Quando lui era vivo, io ero assai conosciuta in Iran, ma non a livello internazionale.
– Hai mai parlato con lui, prima che morisse, dei tuoi valori e dei valori di tua madre?
Sì, parlai con lui. All'inizio gli dissi che lo odiavo per quello che aveva fatto a mia madre, ma gradatamente fra noi si formò dell'amicizia, una relazione, ed io cominciai a pensare che era anche lui una vittima della legge, assieme a mia madre ed alla sua seconda moglie: e fu allora che capii che dovevamo cambiare leggi simili. Gli dissi che se lui avesse saputo davvero qualcosa della poligamia non avrebbe fatto quel che aveva fatto, ed egli si arrabbiò molto. Cominciò col dirmi che era suo diritto, e che tale diritto gli veniva dall'Islam.

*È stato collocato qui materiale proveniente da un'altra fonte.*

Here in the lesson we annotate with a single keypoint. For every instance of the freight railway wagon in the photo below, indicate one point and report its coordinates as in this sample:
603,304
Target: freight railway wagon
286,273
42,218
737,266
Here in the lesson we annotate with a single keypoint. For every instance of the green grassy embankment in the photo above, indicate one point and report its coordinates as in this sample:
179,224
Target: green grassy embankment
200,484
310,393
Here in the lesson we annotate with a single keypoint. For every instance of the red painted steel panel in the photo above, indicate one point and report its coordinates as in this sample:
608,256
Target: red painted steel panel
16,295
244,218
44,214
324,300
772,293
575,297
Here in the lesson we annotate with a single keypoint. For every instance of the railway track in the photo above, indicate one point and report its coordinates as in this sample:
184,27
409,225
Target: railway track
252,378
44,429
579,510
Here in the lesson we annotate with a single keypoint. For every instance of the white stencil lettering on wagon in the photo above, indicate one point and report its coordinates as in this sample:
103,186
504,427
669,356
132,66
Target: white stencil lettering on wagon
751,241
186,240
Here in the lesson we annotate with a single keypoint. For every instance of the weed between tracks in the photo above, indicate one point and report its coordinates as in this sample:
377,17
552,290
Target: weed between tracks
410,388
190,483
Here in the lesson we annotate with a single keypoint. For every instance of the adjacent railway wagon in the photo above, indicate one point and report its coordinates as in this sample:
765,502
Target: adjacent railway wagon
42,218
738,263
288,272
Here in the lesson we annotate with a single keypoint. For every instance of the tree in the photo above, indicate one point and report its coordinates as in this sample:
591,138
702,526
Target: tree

Io gli risposi che non gli veniva dall'Islam, ma dalla legge. E poi discutemmo un altro pò, e mio padre capì che non stavo dando la colpa a lui, e cominciò a cambiare. Disse: “È legale, e come diritto legale me lo sono preso, ma se vuoi togliermelo dovresti tentare di cambiare la legge”. Io replicai: “Sì, tenterò di togliertelo”. Il che è esattamente quel che è accaduto poi.
I miei fratelli e mia sorella mi sono di sostegno, e anche se a volte si scoraggiano il nostro motto è sempre stato “Sì, possiamo farcela”. Quando seppi che ero lo slogan di Obama lo trovai molto divertente; il nostro scherzo divenne: “Come, ci sta copiando?”. Lo slogan della campagna elettorale di Karoubi era “Cambiamento”. Penso si possa dire che questa idea è cominciata fra le donne, e proprio perché eravamo in uno stato pessimo: è quando perdi tutto che cominci a creare il cambiamento.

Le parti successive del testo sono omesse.